B16. The method of B4 where the targeted locus of the first targeted integrated exogenous nucleic acid SOI is an integration site within an UBAP2 gene and the targeted locus of the second targeted integrated exogenous nucleic acid SOI is an integration site within a gene selected from the following group: LOC107977062, LOC100768845, ITPR2, ERE67000.1, MTMR2, XP_003512331.2, and sequences at least about 90% homologous thereto.

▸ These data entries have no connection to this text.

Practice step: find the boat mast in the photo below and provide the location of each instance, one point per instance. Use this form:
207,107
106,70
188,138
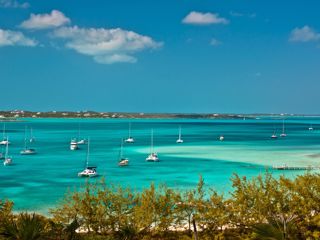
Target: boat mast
129,129
7,150
4,130
78,131
25,137
151,149
88,149
121,149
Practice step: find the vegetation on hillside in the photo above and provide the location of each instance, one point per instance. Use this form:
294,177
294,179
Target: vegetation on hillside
263,207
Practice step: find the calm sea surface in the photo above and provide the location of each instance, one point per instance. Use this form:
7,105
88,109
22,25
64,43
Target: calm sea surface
38,182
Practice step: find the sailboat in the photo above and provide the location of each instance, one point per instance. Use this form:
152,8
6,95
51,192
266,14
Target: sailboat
80,141
5,140
274,135
26,150
32,139
88,171
179,140
283,134
2,154
153,156
7,158
130,139
74,145
310,128
122,160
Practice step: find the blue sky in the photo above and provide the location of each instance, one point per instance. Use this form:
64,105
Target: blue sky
160,56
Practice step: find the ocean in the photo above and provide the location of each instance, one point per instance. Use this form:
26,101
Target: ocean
38,182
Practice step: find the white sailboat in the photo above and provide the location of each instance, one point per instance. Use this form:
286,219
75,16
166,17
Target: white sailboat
274,135
179,140
7,159
26,150
153,156
74,145
122,160
32,139
79,140
5,140
130,139
283,134
88,171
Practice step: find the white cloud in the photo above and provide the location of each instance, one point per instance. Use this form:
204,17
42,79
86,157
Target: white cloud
45,21
215,42
13,4
304,34
105,45
198,18
13,38
115,58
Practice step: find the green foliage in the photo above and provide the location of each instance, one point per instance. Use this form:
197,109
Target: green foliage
263,207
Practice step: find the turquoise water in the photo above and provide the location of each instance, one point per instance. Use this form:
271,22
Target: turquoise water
38,182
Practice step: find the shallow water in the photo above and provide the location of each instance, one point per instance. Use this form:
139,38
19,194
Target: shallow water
38,182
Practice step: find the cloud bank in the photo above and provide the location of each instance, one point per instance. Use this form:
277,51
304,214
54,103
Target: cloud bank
14,38
198,18
45,21
106,46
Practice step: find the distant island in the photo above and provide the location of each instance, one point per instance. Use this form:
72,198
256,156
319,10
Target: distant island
16,114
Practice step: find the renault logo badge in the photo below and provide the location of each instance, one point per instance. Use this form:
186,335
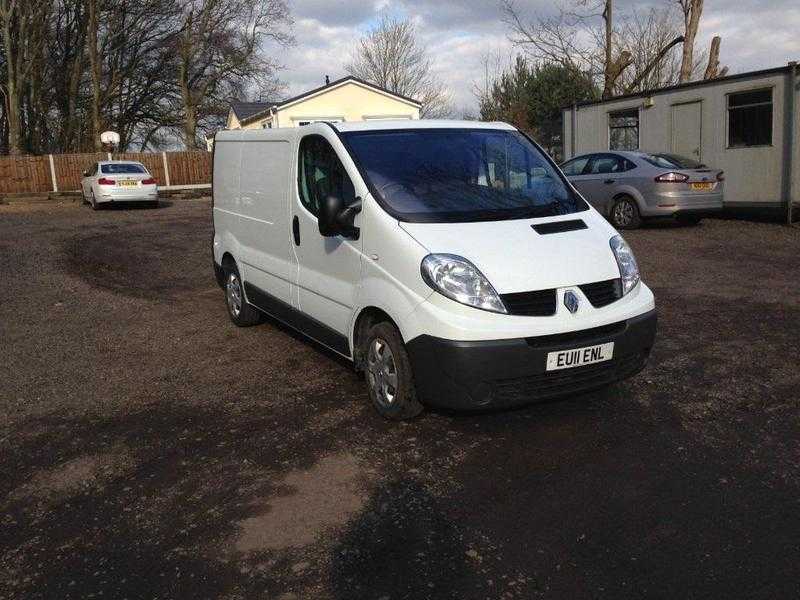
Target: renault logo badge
571,301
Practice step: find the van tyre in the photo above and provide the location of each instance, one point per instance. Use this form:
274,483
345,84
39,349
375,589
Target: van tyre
388,373
241,313
625,213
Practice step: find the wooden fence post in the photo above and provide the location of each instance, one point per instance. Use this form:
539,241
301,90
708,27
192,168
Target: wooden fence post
53,173
166,168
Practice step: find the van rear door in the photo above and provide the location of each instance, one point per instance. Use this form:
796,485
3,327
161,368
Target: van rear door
264,225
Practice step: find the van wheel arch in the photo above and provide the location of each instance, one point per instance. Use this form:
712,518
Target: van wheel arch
368,317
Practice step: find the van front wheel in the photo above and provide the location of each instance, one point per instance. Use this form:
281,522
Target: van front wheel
388,373
239,310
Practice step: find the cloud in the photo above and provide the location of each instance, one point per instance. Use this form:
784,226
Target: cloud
459,33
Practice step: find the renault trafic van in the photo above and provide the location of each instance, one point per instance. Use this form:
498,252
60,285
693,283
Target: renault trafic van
451,262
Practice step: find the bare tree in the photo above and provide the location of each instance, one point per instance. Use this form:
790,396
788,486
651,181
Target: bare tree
219,51
713,69
651,35
562,39
23,41
692,11
391,57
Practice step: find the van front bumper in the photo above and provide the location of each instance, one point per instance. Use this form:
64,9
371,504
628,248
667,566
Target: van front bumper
503,373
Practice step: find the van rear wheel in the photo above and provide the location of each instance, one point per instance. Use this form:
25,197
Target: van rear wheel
388,372
242,313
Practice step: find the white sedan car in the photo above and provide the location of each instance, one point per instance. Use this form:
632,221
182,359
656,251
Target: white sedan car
118,181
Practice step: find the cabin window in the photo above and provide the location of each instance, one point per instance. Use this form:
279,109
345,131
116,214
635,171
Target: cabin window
750,119
320,174
623,130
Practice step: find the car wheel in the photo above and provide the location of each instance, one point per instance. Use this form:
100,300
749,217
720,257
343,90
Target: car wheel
625,213
240,311
389,377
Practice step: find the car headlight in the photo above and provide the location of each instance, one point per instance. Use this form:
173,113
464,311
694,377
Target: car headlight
459,280
628,268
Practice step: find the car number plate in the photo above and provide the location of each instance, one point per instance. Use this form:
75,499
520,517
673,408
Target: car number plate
566,359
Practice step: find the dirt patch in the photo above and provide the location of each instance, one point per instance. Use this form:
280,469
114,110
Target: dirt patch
75,475
141,263
318,499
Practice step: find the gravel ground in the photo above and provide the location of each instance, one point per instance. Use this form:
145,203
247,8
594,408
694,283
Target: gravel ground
150,449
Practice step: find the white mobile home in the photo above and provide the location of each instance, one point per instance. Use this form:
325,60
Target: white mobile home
746,124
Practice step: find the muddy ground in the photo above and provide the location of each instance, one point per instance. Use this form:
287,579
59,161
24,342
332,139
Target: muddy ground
150,449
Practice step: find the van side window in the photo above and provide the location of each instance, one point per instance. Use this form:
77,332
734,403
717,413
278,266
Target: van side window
320,174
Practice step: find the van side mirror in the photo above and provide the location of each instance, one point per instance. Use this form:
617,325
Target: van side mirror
337,219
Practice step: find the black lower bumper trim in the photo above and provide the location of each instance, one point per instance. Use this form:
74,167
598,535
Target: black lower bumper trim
504,373
697,212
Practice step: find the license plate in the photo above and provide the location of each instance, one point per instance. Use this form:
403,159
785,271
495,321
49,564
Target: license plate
566,359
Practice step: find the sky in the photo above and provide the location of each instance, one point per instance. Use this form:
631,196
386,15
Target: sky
756,34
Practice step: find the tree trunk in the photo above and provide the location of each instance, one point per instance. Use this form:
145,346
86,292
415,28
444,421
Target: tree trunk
190,126
9,9
692,10
609,66
712,70
96,127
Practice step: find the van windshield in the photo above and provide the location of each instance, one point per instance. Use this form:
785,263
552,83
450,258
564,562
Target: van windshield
458,175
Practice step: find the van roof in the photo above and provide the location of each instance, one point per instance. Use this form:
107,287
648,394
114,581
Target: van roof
289,133
380,124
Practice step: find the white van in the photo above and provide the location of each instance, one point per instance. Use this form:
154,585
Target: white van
451,261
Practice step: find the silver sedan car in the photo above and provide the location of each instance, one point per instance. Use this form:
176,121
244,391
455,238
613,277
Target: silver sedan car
630,186
118,181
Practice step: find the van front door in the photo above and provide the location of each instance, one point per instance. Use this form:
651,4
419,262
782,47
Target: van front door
329,268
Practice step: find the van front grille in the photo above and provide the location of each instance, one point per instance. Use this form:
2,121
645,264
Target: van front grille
541,303
602,293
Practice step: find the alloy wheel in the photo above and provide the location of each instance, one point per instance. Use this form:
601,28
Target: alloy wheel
233,293
623,213
382,371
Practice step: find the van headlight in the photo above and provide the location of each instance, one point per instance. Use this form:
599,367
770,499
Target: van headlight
460,280
626,261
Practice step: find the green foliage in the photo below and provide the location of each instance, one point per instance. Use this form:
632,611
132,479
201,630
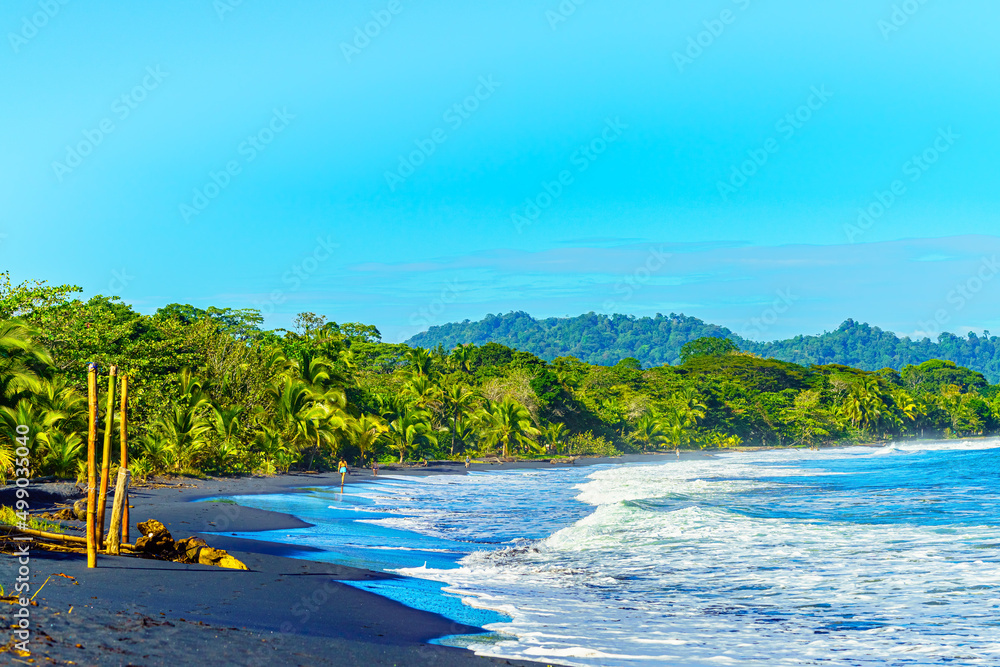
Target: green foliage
655,341
588,444
212,393
707,346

B17. The method of B4 where the targeted locus of the first targeted integrated exogenous nucleic acid SOI is an integration site within an MTMR2 gene and the targeted locus of the second targeted integrated exogenous nucleic acid SOI is an integration site within a gene selected from the following group LOC107977062, LOC100768845, ITPR2, ERE67000.1, UBAP2, XP_003512331.2, and sequences at least about 90% homologous thereto.

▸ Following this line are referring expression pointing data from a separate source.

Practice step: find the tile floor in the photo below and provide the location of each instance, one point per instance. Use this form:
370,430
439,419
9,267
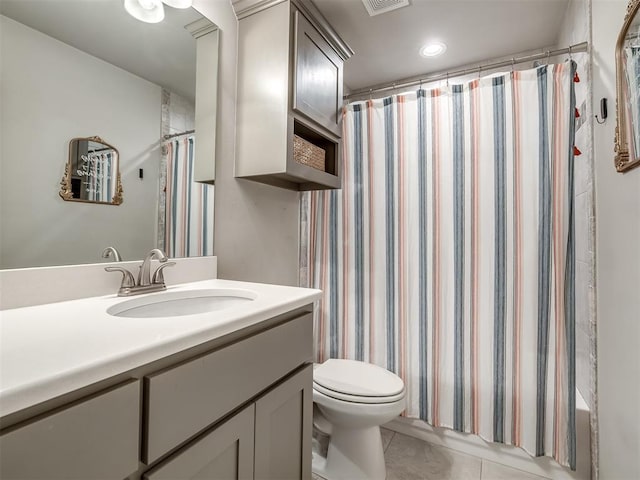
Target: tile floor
409,458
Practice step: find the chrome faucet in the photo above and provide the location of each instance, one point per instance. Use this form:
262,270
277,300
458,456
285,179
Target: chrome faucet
146,283
112,252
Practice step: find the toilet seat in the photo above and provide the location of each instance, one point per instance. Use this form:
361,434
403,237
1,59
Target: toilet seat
345,397
357,382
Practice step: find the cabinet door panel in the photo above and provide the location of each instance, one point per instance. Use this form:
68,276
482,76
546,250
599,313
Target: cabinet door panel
226,453
283,429
317,91
95,439
185,399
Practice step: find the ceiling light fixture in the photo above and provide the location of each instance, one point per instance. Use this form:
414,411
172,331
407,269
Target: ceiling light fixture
433,49
178,3
149,11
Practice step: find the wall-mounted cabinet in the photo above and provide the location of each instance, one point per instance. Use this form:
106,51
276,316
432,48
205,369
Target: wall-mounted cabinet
289,84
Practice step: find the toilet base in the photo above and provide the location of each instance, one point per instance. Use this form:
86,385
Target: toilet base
352,454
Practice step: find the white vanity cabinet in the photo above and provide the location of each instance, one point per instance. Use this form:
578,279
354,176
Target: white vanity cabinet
236,407
269,439
96,438
290,83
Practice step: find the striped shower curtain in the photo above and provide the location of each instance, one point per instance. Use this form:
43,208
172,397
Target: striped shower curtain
448,258
189,204
100,176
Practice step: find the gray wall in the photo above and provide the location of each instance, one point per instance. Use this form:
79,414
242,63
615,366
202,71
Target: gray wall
618,268
256,226
51,93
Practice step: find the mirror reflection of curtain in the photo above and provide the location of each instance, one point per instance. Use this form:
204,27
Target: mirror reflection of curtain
99,181
189,204
632,67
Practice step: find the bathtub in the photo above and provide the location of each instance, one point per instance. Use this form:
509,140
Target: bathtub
505,454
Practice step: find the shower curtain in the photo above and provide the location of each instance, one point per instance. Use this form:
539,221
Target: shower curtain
448,258
189,204
99,180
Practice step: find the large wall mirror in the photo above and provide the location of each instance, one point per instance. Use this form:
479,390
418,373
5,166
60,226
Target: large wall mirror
627,142
78,69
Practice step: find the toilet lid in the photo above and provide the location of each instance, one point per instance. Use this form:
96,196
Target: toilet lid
358,379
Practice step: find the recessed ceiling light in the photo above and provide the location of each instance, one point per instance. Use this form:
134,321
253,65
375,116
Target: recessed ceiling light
178,3
433,49
150,11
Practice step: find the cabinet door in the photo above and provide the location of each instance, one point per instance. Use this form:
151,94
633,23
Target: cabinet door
283,429
317,87
226,453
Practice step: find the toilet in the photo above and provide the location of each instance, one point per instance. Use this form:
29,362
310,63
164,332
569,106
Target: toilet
351,400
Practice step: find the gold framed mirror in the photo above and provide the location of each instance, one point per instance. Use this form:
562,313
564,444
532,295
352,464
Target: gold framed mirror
627,141
92,173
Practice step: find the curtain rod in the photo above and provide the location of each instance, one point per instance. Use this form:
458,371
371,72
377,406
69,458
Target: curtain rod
167,137
445,74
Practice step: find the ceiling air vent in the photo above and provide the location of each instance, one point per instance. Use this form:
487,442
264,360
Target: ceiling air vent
376,7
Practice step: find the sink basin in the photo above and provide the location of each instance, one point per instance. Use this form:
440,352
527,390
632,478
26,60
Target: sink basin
177,304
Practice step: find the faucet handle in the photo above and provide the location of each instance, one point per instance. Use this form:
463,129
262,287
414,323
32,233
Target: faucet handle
127,277
112,251
158,276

B18. The method of B4 where the targeted locus of the first targeted integrated exogenous nucleic acid SOI is an integration site within an XP_003512331.2 gene and the targeted locus of the second targeted integrated exogenous nucleic acid SOI is an integration site within a gene selected from the following group: LOC107977062, LOC100768845, ITPR2, ERE67000.1, UBAP2, MTMR2, and sequences at least about 90% homologous thereto.

B19. The method of any of claims B-B18, wherein the first and second polypeptides of interest are selected from the group consisting of: a single chain antibody, an antibody light chain, an antibody heavy chain, a single-chain Fv fragment (scFv), and an Fc fusion protein.

B20. The method of any one of B-B19, wherein the host cell is a mammalian host cell.

B21. The method of L20, wherein the host cell is a hamster host cell, a human host cell, a rat host cell, or a mouse host cell.

B22. The method of L21, wherein the host cell is a CHO host cell, a CHO K1 host cell, a CHO K1SV host cell, a DG44 host cell, a DUKXB-11 host cell, a CHOK1S host cell, or a CHO K1M host cell.

B23. The method of any of B-B22, wherein the targeted integration of any of the SOIs is promoted by an exogenous nuclease.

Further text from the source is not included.